- Classic passive ring modulator effect!
- Built-in carrier oscillator with frequency and amplitude control
- Separate input, carrier and output jacks
- Plug in any source – guitar, keyboard, synthesizer, voice, etc.
- Available as a Eurorack module, in an enclosure or as a kit
Ring Modulated Voice Sample
This test repeats the same words, once with no modulation, then several times with the carrier signal at different frequencies. The last sample was created by increasing the frequency of the carrier oscillator while the words are being spoken. Each repetition is the same exact wav file, so all of the variation is caused by the ring modulator, not the person speaking.
Ring Modulated Notes Sample
For this test, I used a nice clean triangle wave from a software synthesizer as input. I just drew my finger across the keyboard, so not every note is exactly the same for each repetition. Again, the first time is with no modulation, then several times with the carrier signal at increasing frequencies.
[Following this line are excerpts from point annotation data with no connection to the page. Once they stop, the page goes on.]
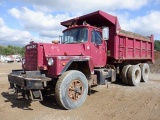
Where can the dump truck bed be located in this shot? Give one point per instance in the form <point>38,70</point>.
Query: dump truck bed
<point>130,46</point>
<point>122,45</point>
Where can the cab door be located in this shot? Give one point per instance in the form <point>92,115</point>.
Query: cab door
<point>98,49</point>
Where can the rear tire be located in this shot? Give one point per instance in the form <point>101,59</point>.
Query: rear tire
<point>124,76</point>
<point>134,75</point>
<point>71,89</point>
<point>145,70</point>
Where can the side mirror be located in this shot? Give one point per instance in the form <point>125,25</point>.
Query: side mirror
<point>105,33</point>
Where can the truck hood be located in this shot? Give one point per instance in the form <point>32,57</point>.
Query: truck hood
<point>64,49</point>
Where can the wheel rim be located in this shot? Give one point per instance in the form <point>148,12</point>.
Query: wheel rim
<point>75,90</point>
<point>146,72</point>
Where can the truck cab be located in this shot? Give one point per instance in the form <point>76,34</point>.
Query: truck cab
<point>93,50</point>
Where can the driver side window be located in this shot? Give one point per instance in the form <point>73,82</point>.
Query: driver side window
<point>96,37</point>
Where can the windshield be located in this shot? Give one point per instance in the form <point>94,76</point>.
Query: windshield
<point>76,35</point>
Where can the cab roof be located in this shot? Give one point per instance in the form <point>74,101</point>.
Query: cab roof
<point>97,19</point>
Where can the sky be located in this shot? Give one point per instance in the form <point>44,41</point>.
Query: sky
<point>39,20</point>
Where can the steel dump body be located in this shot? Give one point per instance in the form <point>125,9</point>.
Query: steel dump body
<point>122,45</point>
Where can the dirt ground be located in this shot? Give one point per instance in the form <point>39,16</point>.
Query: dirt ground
<point>115,102</point>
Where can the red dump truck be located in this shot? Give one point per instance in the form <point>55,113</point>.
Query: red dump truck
<point>93,50</point>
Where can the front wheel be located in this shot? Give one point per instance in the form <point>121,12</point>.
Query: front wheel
<point>71,89</point>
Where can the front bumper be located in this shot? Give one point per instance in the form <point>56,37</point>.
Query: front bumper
<point>28,84</point>
<point>27,79</point>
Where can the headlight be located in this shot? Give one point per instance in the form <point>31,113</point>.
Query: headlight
<point>23,61</point>
<point>50,61</point>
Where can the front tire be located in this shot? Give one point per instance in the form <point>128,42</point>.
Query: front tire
<point>71,89</point>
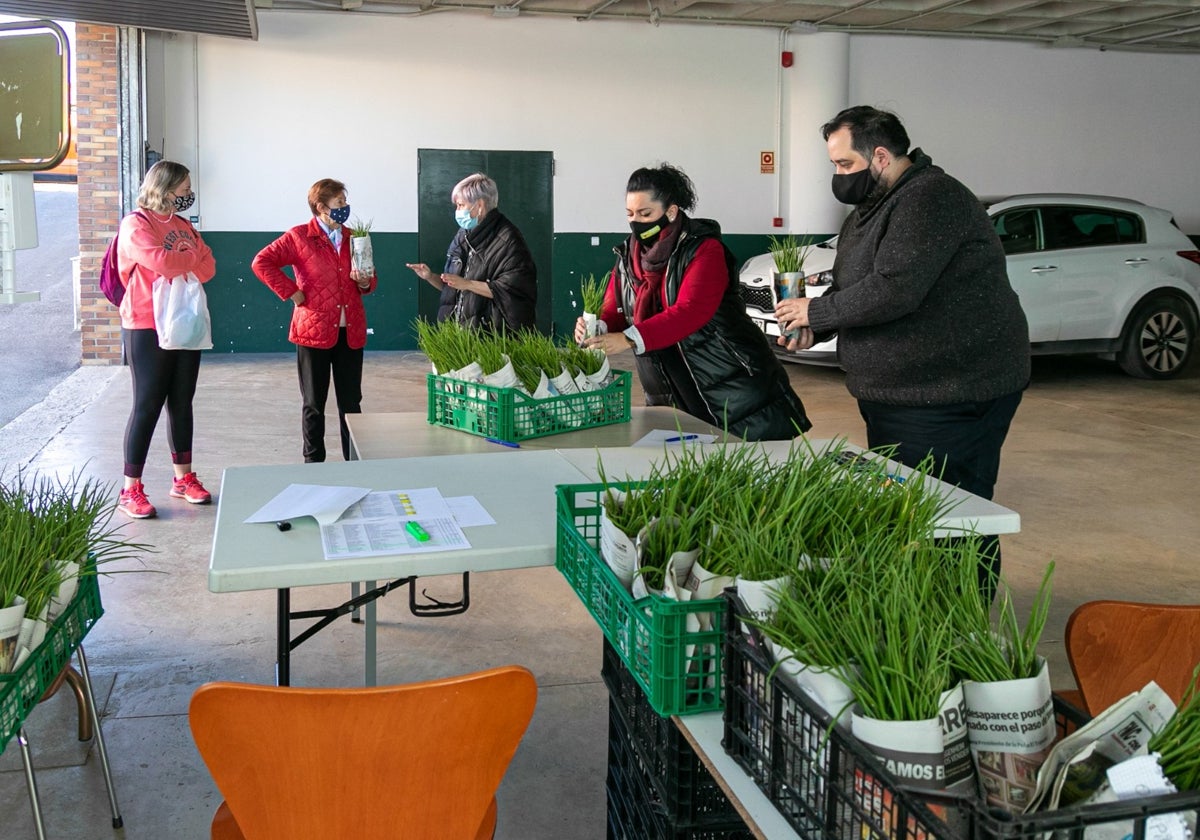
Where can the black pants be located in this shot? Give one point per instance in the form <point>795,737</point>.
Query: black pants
<point>965,441</point>
<point>315,366</point>
<point>159,377</point>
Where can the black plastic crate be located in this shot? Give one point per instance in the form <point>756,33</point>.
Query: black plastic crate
<point>635,808</point>
<point>676,781</point>
<point>829,786</point>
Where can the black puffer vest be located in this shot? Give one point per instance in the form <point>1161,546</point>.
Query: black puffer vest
<point>724,373</point>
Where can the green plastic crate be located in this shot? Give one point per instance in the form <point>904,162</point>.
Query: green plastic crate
<point>23,689</point>
<point>678,669</point>
<point>513,415</point>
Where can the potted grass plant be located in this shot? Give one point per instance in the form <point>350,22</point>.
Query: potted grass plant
<point>361,253</point>
<point>1002,675</point>
<point>592,293</point>
<point>52,532</point>
<point>1177,744</point>
<point>789,255</point>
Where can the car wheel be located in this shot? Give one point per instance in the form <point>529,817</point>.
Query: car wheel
<point>1158,339</point>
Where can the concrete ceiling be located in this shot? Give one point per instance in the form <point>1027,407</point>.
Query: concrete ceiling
<point>1145,25</point>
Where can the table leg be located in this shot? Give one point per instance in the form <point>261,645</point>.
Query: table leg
<point>283,639</point>
<point>370,642</point>
<point>31,784</point>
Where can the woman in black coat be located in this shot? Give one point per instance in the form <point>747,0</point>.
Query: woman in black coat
<point>490,280</point>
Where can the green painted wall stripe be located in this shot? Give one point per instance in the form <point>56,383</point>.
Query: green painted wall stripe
<point>249,318</point>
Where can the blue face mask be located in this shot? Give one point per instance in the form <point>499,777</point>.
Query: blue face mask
<point>466,221</point>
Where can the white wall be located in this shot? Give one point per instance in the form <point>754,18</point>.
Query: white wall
<point>1011,118</point>
<point>354,96</point>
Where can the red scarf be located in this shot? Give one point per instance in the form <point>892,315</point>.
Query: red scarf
<point>649,268</point>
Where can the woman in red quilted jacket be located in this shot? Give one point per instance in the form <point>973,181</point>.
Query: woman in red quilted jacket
<point>329,324</point>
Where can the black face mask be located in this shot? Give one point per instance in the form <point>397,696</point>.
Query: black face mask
<point>647,233</point>
<point>853,187</point>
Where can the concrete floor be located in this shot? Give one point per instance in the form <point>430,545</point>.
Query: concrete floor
<point>1101,467</point>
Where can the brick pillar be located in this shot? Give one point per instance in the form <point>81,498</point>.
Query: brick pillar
<point>100,201</point>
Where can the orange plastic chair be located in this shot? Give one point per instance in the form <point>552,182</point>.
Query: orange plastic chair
<point>421,760</point>
<point>1116,647</point>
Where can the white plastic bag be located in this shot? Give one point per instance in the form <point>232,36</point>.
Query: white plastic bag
<point>181,313</point>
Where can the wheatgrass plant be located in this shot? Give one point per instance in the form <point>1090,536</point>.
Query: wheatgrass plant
<point>490,355</point>
<point>898,636</point>
<point>592,292</point>
<point>635,510</point>
<point>789,253</point>
<point>1177,743</point>
<point>582,359</point>
<point>815,600</point>
<point>449,345</point>
<point>46,525</point>
<point>522,349</point>
<point>990,643</point>
<point>543,351</point>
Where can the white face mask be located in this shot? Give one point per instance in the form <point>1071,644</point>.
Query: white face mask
<point>466,221</point>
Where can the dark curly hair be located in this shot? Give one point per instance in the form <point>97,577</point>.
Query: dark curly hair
<point>870,129</point>
<point>666,184</point>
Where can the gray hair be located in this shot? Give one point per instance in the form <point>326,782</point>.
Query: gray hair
<point>474,187</point>
<point>161,179</point>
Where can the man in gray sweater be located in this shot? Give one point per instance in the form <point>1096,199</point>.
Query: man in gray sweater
<point>931,335</point>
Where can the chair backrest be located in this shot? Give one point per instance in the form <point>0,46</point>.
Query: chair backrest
<point>421,760</point>
<point>1116,647</point>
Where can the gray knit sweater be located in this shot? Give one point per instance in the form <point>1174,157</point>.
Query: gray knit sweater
<point>921,300</point>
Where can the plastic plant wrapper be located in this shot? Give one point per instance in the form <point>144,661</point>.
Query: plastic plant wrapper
<point>589,324</point>
<point>787,286</point>
<point>361,255</point>
<point>703,585</point>
<point>1135,779</point>
<point>10,634</point>
<point>915,754</point>
<point>826,687</point>
<point>1012,731</point>
<point>676,570</point>
<point>618,549</point>
<point>1074,769</point>
<point>761,598</point>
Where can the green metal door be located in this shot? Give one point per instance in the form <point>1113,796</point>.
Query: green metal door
<point>527,197</point>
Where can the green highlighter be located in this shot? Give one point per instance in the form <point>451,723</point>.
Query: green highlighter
<point>418,532</point>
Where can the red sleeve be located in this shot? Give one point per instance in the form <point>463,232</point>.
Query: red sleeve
<point>168,255</point>
<point>610,313</point>
<point>701,291</point>
<point>269,263</point>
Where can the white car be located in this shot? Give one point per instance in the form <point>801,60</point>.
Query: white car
<point>1097,275</point>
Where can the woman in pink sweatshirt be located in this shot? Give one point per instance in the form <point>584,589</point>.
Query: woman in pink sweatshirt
<point>153,243</point>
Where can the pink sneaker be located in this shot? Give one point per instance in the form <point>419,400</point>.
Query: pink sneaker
<point>190,489</point>
<point>133,503</point>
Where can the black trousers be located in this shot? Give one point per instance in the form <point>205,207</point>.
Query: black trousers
<point>965,441</point>
<point>315,366</point>
<point>160,377</point>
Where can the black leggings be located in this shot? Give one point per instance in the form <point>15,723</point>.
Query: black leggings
<point>159,377</point>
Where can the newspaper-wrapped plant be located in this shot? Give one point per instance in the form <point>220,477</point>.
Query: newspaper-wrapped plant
<point>1177,743</point>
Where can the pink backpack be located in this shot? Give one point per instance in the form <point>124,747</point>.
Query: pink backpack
<point>109,276</point>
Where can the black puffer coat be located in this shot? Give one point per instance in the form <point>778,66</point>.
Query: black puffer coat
<point>724,373</point>
<point>495,252</point>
You have probably heard a ring modulator in use, even if you have never heard the term. It was most famously used to create the voice of the Daleks on Doctor Who. Two incoming signals (referred to as the input and carrier) are multiplied and the output is the sum and difference of the two frequencies. Most often, a sine or triangle wave is used for the carrier signal. When modulating a voice, the effect sounds "robotic" and is similar to a vocoder (in sound, not operation). There are tons of effects that can be achieved by varying the two input signals. Using the same signal for the input and carrier has the effect of multiplying the frequency. You can also feed in a dry signal for the input and use the same signal through a delay for the carrier. Lots of combinations can be used to get a variety of effects.
There are many different circuits use to create digital ring modulators, including using DSP (digital signal processor) chips. This one is the classic passive ring modulator which uses nothing more than two audio transformers and four germanium diodes - and no power. That is why it is called a passive ring modulator.
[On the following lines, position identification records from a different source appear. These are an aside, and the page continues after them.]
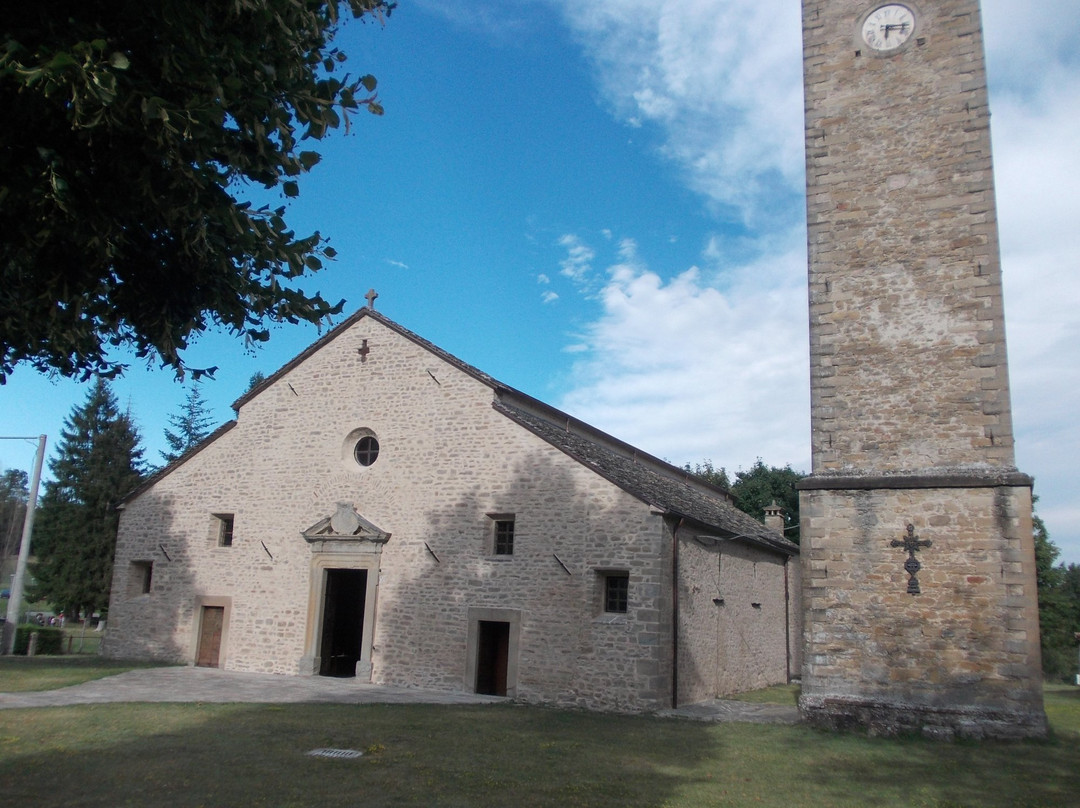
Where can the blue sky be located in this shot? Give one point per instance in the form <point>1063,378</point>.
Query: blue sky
<point>601,203</point>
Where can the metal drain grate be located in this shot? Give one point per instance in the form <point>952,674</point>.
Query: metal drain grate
<point>341,754</point>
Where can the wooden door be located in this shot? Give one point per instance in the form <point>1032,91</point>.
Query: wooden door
<point>210,636</point>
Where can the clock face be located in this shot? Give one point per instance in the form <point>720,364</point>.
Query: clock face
<point>888,27</point>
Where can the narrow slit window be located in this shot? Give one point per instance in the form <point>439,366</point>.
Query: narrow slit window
<point>504,537</point>
<point>225,524</point>
<point>140,578</point>
<point>616,592</point>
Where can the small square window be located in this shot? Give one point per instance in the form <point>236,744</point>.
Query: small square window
<point>504,537</point>
<point>616,592</point>
<point>225,522</point>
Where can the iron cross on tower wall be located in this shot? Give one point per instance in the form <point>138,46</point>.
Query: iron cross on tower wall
<point>912,543</point>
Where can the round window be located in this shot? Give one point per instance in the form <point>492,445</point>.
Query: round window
<point>366,450</point>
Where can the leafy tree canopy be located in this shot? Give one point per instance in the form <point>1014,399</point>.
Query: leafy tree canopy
<point>129,125</point>
<point>756,488</point>
<point>1058,588</point>
<point>97,460</point>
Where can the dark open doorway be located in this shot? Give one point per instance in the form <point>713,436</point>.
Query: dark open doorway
<point>493,652</point>
<point>342,621</point>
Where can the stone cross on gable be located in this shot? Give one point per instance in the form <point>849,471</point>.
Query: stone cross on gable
<point>912,544</point>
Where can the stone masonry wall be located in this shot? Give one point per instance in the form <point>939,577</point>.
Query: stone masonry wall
<point>740,643</point>
<point>968,642</point>
<point>447,460</point>
<point>907,333</point>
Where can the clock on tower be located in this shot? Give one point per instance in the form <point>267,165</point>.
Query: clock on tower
<point>918,564</point>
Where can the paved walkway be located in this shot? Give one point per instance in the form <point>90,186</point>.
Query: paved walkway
<point>187,684</point>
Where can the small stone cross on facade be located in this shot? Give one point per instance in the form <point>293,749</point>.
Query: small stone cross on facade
<point>912,543</point>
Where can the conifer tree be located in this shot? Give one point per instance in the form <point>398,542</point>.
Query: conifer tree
<point>192,425</point>
<point>13,497</point>
<point>98,459</point>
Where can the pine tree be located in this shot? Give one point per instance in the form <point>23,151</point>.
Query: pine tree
<point>192,426</point>
<point>98,459</point>
<point>13,497</point>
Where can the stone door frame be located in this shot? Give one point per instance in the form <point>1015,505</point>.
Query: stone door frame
<point>340,555</point>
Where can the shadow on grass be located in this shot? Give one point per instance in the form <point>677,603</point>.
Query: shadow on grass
<point>415,755</point>
<point>918,772</point>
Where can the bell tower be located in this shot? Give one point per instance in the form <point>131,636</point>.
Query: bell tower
<point>918,561</point>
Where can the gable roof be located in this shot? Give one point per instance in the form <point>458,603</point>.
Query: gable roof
<point>652,481</point>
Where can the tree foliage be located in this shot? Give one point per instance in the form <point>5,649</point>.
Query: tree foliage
<point>191,425</point>
<point>756,488</point>
<point>130,126</point>
<point>97,460</point>
<point>1058,588</point>
<point>14,495</point>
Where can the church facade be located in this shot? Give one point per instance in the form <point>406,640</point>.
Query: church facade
<point>380,509</point>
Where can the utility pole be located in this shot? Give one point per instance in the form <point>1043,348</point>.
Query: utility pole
<point>15,604</point>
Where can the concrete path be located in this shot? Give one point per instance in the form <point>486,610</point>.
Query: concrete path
<point>185,684</point>
<point>213,685</point>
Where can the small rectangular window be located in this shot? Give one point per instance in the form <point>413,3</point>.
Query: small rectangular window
<point>224,529</point>
<point>139,578</point>
<point>504,537</point>
<point>616,592</point>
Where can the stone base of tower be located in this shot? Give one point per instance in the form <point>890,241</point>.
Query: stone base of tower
<point>886,718</point>
<point>928,629</point>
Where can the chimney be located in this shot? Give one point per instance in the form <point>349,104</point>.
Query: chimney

There is also an on-board triangle wave oscillator for the carrier signal that is switched off when you plug a source into the carrier jack.
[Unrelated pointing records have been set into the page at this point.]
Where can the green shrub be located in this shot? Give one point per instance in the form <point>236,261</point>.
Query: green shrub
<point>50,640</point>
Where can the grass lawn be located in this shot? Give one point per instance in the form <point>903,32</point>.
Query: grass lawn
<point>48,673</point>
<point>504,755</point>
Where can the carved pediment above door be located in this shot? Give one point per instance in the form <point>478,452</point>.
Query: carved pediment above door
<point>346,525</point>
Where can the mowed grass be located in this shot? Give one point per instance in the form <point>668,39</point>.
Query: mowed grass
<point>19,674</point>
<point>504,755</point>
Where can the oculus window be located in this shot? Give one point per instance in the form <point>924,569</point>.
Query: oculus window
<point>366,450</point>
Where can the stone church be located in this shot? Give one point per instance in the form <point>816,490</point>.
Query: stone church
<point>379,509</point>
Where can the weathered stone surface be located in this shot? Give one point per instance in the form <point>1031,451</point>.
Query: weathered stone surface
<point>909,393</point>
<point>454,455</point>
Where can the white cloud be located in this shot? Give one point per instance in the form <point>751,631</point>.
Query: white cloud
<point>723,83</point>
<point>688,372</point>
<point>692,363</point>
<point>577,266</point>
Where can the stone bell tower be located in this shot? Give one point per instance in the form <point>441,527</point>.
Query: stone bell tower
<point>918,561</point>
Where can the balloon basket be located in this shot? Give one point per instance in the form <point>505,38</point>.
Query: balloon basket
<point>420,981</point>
The four germanium diodes used in the Ring Modulator are hand matched. We order 200 at a time and test the electrical characteristics of each diode to make sure that every set is symmetrical.
Here's some video from the Handmade Music Austin workshop where we built a bunch of Ring Modulators and had great fun patching every noise-making gizmo we could find through them. Weird sounds abound!
Ring Modulator Kit (shown assembled):
The circuit board was designed for versatility. It can be used either bare-board sitting on standoffs, or mounted. The jacks, knobs and switch all face one way for easy mounting in an enclosure or rack panel. A drill template is included with the kit.
The board has holes for 1/4 inch or 1/8 inch jacks and you can order it with either size.
The on-board oscillator can be powered either by a 9 volt battery, or by 12/15 volts. For Doepfer standard powered modular systems, just add a 10-pin header, a 7809 voltage regulator and optional power conditioning capacitors. We have all those parts on-hand, so Contact Me to purchase them.
You can even cut the board in half if you only want the passive ring mod section and not the oscillator!